When it comes to alleged Clinton victims, Broaddrick is hardly alone. The list of women who accused Clinton of sexual misdeeds reads like a beauty pageant lineup, including: Elizabeth Ward, Miss America 1981; Sally Miller Perdue, former Miss Arkansas; Gennifer Flowers, an aspiring singer and nightclub performer; Monica Lewinsky, a Beverly Hills prep school daughter of a divorced doctor and reporter. Each had life experiences that led to a vulnerability that some say predators can identify.
WND reached out to many of the women in the Clinton saga, all of whom had one thing in common: They still are trying to put the ordeal behind them.

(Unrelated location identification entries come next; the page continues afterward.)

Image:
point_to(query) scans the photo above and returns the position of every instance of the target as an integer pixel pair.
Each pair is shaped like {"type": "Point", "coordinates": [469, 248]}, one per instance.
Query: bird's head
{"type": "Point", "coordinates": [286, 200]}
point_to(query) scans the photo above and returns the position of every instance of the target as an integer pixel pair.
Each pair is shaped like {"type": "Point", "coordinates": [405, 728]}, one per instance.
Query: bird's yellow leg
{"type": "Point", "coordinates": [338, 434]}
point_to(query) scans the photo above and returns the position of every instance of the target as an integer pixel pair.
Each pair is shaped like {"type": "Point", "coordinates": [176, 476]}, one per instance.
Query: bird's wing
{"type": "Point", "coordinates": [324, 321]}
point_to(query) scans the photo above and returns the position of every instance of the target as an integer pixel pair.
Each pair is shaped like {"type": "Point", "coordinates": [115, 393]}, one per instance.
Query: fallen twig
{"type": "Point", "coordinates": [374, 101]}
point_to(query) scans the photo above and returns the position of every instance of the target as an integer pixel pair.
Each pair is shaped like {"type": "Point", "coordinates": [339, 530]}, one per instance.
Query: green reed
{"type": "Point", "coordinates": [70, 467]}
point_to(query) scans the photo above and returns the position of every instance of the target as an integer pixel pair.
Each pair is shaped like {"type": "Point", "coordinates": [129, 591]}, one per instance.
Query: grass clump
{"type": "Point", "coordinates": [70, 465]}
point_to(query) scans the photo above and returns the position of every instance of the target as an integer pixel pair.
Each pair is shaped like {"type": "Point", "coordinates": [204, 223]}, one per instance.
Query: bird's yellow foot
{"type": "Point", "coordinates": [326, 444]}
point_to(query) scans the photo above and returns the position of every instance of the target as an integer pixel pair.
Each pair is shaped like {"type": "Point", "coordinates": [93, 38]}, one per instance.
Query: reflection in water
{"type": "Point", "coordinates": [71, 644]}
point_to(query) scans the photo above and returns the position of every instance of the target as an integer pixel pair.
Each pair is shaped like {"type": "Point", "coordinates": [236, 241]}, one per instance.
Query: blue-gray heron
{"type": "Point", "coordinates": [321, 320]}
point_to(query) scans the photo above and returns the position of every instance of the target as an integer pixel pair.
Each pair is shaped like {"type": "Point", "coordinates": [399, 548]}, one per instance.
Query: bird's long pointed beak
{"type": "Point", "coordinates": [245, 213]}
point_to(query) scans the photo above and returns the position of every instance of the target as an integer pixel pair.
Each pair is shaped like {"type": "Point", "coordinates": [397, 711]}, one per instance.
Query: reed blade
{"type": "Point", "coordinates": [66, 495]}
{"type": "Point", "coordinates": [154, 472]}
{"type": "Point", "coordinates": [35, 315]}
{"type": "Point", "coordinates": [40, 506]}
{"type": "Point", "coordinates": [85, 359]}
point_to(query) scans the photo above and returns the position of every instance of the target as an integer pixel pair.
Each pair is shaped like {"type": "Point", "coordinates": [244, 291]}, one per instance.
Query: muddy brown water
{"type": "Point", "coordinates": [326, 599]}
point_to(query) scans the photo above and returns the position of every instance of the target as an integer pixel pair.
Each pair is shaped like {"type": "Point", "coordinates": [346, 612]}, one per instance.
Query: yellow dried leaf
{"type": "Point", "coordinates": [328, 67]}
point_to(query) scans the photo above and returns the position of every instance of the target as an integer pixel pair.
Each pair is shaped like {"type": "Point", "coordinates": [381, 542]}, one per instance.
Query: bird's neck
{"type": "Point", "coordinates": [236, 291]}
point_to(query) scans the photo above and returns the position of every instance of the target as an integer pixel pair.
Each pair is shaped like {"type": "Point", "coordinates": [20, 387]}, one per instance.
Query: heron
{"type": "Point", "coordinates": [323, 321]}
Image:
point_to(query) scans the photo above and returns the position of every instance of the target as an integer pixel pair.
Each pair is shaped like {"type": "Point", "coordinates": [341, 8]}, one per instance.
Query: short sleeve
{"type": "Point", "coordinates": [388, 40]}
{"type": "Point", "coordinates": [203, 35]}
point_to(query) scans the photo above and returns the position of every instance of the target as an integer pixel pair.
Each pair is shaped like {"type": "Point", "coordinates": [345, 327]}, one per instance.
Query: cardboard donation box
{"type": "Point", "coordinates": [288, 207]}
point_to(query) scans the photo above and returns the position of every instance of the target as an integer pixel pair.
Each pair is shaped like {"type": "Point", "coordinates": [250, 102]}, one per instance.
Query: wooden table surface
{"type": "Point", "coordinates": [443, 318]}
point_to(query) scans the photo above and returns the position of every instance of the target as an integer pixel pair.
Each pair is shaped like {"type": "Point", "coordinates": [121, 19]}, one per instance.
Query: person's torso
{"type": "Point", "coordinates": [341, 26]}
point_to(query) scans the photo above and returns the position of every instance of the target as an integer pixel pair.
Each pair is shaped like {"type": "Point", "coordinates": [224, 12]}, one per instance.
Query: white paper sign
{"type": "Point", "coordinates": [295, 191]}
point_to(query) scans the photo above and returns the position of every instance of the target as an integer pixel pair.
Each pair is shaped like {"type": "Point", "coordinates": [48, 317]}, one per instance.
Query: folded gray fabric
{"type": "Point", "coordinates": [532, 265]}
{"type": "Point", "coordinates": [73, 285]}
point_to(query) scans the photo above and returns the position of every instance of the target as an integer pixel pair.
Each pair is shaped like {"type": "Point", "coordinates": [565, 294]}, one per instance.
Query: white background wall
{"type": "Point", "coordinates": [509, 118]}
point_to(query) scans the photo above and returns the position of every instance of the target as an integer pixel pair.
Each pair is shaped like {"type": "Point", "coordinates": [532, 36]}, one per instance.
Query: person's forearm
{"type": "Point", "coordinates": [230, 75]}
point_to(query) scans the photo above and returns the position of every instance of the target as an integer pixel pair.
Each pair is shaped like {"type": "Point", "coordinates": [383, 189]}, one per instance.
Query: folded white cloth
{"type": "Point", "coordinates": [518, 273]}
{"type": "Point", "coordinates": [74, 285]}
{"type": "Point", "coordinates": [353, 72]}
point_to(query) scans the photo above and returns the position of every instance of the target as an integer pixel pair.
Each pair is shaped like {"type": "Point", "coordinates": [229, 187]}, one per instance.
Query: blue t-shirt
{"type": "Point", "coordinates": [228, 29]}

One, who did not want her name to be used, said Hillary Clinton and Huma Abedin, Weiner’s wife and close assistant to Hillary Clinton, aren’t “standing by their men” as is commonly said. Rather, they’re standing on the heads of the women their husbands have victimized.
The worst thing that could happen to women in America who have been similarly victimized, she added, is for Hillary to be elected president.
Her fear of what the media have done to her personally, emotionally and financially is the reason she does not want to talk any more and does not speak publicly.
She said the Clintons have fundamentally changed the way media cover politics.

‘The biggest victim’
David Spady, a California-based political strategist, said the advent of Hillary Clinton vying for president means more of the same.
“When Hillary Clinton got away with blaming a ‘vast right-wing conspiracy’ for Bill’s indiscretions, it set the stage for politicians like Filner, Weiner and Spitzer to simply spin their way out of trouble with female voters by becoming victims.” Spady said.
“If Hillary were elected president,” he added, “the biggest victim would be the truth.”
The author Jackson agrees, citing Clinton tactics such as “assembling a smear team to attack a grief-stricken widow (Kathleen Willey), threatening a reporter for her research into an Arkansas health care scandal, and hiring private investigators to bully an ex-flame’s family members.”
She sees an “undeniable link” between the Clintons’ liberal beliefs and misogynistic behavior. She further views Hillary as the “eager accomplice that might one day occupy the Oval Office.”
“If Hillary is elected,” said one of the women allegedly victimized by Clinton, “these men will continue to use their power and money to hurt women. Hillary was complicit in all of the intimidation, terror and cover-up that happened to these women, and the women abused by politicians since then have the Clintons – both of them – to thank. That’s just how the Clintons, and now the Democrat machine, roll.”
Meanwhile, as Barack Obama scoffs that his own scandals are “phony” and disgraced public servants like Weiner and Spitzer confidently pursue high office, the man who blazed their trail – Bill Clinton – now sits at the pinnacle of the Democratic power structure.